Joseph Haydn : Sonate en mi bémol majeur, Hob XVI.49
Robert Schumann : Kreisleriana, opus 16
Leos Janacek : Sonate en mi bémol mineur, “Z ulice” (Scène de la rue)
Igor Stravinsky : Trois mouvements de Petrouchka



Claire-Marie Le Guay (piano)



Quelques années après un récital donné au Festival de Lanaudière, la jeune pianiste française Claire-Marie Le Guay nous revenait pour ses débuts à Montréal, invitée cette fois par la Société Pro Musica. Programme dense, à nouveau centré sur Schumann et complété par autant d’astres révolutionnant à l’entour de la pièce maîtresse inspirée d’Hoffmann, tous programmatiques de manière plus ou moins évidente, tous rendus avec le même profond engagement et la même superbe maîtrise, mais laissant des impressions aux antipodes.

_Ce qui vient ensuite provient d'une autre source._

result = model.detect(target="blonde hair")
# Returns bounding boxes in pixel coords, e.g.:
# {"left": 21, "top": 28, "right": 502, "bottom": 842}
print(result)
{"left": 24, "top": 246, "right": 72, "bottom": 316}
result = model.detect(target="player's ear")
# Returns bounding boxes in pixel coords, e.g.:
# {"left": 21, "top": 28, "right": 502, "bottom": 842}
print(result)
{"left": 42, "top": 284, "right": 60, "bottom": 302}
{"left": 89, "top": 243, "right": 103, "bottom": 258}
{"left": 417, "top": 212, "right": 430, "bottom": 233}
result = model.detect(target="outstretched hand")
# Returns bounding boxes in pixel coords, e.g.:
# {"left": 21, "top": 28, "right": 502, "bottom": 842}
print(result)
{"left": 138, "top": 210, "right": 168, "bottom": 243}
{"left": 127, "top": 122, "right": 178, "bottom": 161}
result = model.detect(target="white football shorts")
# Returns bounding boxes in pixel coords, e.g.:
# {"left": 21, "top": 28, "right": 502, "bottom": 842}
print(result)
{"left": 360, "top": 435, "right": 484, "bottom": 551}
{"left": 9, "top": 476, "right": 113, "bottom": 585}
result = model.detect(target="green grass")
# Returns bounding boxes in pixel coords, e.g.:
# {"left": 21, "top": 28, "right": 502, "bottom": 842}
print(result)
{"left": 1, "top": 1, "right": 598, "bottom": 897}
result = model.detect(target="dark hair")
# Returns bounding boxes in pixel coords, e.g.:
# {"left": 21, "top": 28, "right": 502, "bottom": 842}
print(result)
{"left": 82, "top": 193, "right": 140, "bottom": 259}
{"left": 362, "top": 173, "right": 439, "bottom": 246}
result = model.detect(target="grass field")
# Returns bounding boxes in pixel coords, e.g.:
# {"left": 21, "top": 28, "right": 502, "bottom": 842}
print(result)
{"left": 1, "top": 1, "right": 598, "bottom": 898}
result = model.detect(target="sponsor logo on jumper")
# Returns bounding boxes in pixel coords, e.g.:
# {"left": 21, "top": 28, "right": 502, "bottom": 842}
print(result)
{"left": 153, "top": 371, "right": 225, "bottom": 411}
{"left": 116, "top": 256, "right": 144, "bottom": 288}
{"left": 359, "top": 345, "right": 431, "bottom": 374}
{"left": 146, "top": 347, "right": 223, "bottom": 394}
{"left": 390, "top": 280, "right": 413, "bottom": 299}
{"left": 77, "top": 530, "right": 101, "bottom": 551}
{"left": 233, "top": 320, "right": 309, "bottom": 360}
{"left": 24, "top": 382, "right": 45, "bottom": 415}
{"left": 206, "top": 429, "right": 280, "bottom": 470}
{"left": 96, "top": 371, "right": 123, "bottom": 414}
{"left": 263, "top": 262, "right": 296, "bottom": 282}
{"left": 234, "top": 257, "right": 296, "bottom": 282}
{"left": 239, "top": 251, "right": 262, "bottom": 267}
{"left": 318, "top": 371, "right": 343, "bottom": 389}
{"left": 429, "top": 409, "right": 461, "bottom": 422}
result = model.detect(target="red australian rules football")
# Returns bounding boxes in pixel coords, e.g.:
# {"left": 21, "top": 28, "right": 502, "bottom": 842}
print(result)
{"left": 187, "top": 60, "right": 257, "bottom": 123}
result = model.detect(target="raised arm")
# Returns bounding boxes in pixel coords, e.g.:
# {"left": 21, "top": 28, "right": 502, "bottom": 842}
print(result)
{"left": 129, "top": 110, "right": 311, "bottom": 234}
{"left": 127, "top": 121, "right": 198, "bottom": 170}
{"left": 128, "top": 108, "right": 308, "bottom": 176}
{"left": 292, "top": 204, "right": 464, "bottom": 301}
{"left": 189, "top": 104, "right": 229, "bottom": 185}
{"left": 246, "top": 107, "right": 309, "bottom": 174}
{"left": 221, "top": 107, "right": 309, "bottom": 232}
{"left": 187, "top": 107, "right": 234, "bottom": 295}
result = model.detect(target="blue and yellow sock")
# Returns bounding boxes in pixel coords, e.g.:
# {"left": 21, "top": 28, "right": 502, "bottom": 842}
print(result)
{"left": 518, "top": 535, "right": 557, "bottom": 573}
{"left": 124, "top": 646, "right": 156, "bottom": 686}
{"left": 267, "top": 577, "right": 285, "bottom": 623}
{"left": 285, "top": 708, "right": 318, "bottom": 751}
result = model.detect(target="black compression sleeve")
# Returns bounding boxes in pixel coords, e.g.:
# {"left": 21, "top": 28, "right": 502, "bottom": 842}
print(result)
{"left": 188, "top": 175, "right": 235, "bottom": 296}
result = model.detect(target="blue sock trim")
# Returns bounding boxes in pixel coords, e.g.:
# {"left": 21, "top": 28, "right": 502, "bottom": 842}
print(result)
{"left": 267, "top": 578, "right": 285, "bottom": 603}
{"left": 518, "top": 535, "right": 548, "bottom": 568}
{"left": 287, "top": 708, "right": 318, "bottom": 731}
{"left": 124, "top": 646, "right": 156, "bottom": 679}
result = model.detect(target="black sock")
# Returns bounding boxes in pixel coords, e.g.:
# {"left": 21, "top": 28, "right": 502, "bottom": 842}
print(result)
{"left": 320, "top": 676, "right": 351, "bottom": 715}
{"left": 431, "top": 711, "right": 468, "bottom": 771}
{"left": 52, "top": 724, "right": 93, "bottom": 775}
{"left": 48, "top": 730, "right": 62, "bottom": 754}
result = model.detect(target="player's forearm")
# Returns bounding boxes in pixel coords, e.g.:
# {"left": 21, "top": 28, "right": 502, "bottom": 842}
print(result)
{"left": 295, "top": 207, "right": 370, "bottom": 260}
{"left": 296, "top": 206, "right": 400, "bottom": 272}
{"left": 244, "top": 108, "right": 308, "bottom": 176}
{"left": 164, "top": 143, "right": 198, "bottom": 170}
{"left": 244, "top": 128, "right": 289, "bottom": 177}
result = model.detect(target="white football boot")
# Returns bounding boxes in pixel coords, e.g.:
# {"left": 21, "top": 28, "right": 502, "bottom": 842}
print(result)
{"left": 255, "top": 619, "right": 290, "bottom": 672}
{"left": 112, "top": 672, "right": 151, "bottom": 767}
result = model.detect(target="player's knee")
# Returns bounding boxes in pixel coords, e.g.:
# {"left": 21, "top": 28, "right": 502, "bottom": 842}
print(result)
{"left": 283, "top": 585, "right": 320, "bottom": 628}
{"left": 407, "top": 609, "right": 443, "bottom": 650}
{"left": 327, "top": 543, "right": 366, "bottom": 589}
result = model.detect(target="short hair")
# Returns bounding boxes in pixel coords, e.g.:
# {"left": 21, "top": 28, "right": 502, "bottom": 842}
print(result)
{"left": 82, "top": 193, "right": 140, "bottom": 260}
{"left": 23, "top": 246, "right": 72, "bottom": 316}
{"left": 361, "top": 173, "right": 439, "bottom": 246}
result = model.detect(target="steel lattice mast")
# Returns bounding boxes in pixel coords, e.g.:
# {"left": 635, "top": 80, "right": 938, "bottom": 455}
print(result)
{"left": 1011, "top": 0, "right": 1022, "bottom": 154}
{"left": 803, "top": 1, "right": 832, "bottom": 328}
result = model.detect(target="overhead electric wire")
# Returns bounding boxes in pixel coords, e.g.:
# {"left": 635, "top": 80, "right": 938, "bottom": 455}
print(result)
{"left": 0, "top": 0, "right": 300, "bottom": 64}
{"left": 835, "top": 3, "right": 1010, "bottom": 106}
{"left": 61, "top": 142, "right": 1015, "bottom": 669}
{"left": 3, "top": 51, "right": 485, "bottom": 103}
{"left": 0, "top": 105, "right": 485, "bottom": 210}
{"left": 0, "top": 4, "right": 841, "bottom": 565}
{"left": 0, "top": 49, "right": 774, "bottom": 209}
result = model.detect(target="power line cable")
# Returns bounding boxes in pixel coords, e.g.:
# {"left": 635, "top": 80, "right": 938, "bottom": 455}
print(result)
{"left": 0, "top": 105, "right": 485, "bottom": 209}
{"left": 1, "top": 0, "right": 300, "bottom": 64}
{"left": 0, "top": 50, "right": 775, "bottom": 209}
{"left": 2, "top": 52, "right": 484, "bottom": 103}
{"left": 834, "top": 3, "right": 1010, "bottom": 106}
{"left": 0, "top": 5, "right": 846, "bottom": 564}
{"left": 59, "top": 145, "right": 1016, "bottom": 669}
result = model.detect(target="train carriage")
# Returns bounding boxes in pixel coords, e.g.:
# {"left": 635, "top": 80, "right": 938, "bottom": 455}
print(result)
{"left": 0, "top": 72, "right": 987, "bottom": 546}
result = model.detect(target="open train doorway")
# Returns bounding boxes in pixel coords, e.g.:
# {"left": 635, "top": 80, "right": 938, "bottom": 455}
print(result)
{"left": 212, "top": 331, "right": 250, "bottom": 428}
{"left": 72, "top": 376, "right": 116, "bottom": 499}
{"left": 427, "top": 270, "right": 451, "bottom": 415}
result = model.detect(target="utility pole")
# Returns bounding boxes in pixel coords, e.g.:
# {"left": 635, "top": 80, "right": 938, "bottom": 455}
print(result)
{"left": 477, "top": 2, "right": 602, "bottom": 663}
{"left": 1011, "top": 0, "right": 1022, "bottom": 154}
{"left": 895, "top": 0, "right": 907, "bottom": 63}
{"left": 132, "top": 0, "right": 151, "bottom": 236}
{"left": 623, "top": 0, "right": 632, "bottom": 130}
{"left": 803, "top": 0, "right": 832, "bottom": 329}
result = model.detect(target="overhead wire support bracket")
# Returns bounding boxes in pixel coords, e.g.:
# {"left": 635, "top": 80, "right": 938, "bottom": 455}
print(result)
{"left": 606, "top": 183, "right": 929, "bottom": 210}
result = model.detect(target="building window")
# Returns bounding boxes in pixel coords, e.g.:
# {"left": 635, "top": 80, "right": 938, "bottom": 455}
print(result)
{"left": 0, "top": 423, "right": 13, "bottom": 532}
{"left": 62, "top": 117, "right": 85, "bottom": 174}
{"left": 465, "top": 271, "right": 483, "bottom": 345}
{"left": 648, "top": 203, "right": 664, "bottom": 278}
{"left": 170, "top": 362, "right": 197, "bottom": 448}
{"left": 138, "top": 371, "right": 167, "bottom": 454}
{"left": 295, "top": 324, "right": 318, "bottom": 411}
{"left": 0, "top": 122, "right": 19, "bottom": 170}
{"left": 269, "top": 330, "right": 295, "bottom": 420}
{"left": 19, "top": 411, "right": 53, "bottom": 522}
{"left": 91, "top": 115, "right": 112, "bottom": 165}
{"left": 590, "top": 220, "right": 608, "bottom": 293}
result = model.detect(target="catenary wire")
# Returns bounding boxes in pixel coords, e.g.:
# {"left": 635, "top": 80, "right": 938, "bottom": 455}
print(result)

Le jeu de Claire-Marie Le Guay suscite beaucoup d’admiration tout en ayant quelque chose d’énigmatique. Son Haydn d’entrée nous vaut de beaux moments d’introspection, de belles couleurs instrumentales, un phrasé qui à chaque instant chante et donne vie au drame latent dans cette sonate qui compte parmi les plus complexes et les plus achevées du maître de musique des Esterhazy, et confirme que le compositeur mérite bel et bien une plus grande place au récital. Ses Kreisleriana empruntent une voie singulière, unique peut-être. On sent en effet, de façon plus subtile qu’affirmée, poindre le grain de folie/génie d’un Schumann à l’inspiration incandescente, l’humour transcendé, l’Amour passionné. On attend cependant autre chose de cette œuvre. Ici, l’interprète vient certes bousculer les idées reçues, s’éloignant des références «romantiques allemandes» (nombreuses, à la limite), ouvrant peut-être même une brèche culturelle (!) en émoussant les perceptions d’auditeurs comptant assurément parmi les plus «Européens» d’Amérique ! On ne peut s’empêcher, malgré tout, de chercher une caractérisation ponctuée de scissions beaucoup plus contrastantes, plus l’élément de brutalité, de tourmente, de fuite en avant, d’emportement, d’évanescence, j’ose même ajouter de virilité, qui fera apparaître ce Schumann qui ne fait que pointer le bout du nez et que l’on souhaite, toutes élucubrations interprétatives reconsidérées, retrouver.


De par sa facture même (et dans un contexte particulièrement décontenançant !), la Sonate de Janacek ne produit que peu d’effet, et nous voici déjà plongeant dans un extraordinaire Stravinsky conclusif. L’approche de la pianiste est à des lieues d’une tradition qui aura fait de l’œuvre un morceau de bravoure davantage axé sur la percussion que sur le sublime et l’évocation chorégraphique, et ici encore plusieurs auront sans doute été surpris. Il faut certes être très téméraire pour aborder la pièce, et très bon musicien pour transcender tous les écueils techniques de la partition. Claire-Marie Le Guay offre une lecture «à la française» du plus français des compositeurs russes contemporains : magnifiques coloris, poésie folklorique, féerie même; on est absolument conquis, et encore, le meilleur est à venir. Annoncé d’une voix trahissant quelque indisposition (l’hiver montréalais est rude et commence très tôt !), un Saint François de Paule marchant sur les flots dont la profondeur mystique et la ferveur viennent d’un coup jeter ombrage sur le concert entier !


Éblouissante, énigmatique, plus à l’aise dans Haydn que dans Schumann, donnant la pleine mesure d’elle-même chez Liszt et Stravinsky, le moins que l’on puisse dire est que Claire-Marie Le Guay a beaucoup pour séduire et beaucoup pour troubler tout à la fois ! Puisse-t-elle se donner le temps et les moyens d’intégrer pleinement la grande artiste qu’elle est en train de devenir.